Long COVID is defined by symptoms that linger for more than four weeks after infection. As of this reporting, there is no test to diagnose long COVID. However, the Centers for Disease Control and Prevention (CDC) states that for adults, fatigue, persistent cough, heart palpitations, and shifts in taste and smell are some examples of common long COVID symptoms. As long COVID symptoms continue to pervade the global population, researchers are now turning their attention toward investigating the effects of long COVID in children. Currently, well over 13 million children have had COVID, which is just under 19% of total cases in the United States, per the American Academy of Pediatrics.

Using national healthcare data from Denmark as a starting point, researchers analyzed 10,977 children from infancy to age 14 who had been infected with COVID, along with 33,016 control participants. The researchers also collected survey answers from parents regarding their child's long COVID symptoms. While symptoms varied depending on age, some of the most common long COVID symptoms that the children experienced were mood swings, trouble concentrating, and rashes, per MedicalNewsToday.

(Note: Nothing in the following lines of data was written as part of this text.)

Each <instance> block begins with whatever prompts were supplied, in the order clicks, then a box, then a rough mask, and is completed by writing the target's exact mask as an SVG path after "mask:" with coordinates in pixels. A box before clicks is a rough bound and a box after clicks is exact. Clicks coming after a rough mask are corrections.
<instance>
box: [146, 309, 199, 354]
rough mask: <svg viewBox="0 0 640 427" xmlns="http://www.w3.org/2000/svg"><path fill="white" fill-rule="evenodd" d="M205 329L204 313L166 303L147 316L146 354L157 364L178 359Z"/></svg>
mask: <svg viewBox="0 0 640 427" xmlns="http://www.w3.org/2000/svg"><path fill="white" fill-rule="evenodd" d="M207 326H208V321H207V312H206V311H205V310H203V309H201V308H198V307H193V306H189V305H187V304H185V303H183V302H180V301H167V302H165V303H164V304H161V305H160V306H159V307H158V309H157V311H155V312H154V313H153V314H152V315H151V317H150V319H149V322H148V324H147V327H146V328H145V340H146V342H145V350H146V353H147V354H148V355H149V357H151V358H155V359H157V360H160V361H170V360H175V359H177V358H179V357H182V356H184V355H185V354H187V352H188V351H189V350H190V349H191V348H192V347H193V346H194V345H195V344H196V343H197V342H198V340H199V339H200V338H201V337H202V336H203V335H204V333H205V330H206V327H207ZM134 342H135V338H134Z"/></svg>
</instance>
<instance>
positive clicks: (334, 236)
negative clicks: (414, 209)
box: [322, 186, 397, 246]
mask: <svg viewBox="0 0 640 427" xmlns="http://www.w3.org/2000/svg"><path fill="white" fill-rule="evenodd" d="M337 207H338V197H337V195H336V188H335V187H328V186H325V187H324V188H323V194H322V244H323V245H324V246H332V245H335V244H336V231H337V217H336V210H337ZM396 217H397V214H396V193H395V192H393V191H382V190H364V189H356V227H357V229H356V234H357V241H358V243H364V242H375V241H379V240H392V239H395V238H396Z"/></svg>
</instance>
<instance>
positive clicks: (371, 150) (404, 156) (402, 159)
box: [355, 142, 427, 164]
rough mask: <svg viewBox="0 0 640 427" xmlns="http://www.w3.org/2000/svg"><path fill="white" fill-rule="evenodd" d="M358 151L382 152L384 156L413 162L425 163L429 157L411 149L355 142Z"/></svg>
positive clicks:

The researchers stated that more investigation is needed to understand why children experience long COVID. However, Dr. Alison L. Miller, a professor at the University of Michigan School of Public Health who was not involved with the study, told MedicalNewsToday that the results point to the importance of coordinating child care across schools, homes, daycare, and other settings.

Can vaccinating children prevent long COVID?

The CDC released a statement on June 18 supporting the practice of vaccinating children between 6 months and 5 years old to prevent COVID-19 infection. The CDC approved the usage of either the Pfizer-BioNTech or Moderna vaccines for this age group and advised that all children — including those who have already been infected with COVID — get vaccinated. The American Medical Association supports this directive due to surging infections in young children in the wake of the SARS-CoV-2 Omicron variant and subvariants. It also states that vaccinating young children against COVID can reduce their chances of getting long COVID symptoms. The experts at Stanford Medicine agree, stating that having your child vaccinated against COVID may protect them from debilitating long COVID symptoms. Having your child vaccinated could also reduce the likelihood of other children getting long COVID symptoms because being vaccinated helps prevent the spread of the disease.

Additional ways you can protect your children if they are under 5 years old include making sure those in close contact with them are fully vaccinated and boosted, keeping indoor visits to a minimum (especially in public places, like restaurants), and traveling by car when possible instead of public transit to limit exposure to people whose vaccination status is unknown, per the American Academy of Pediatrics.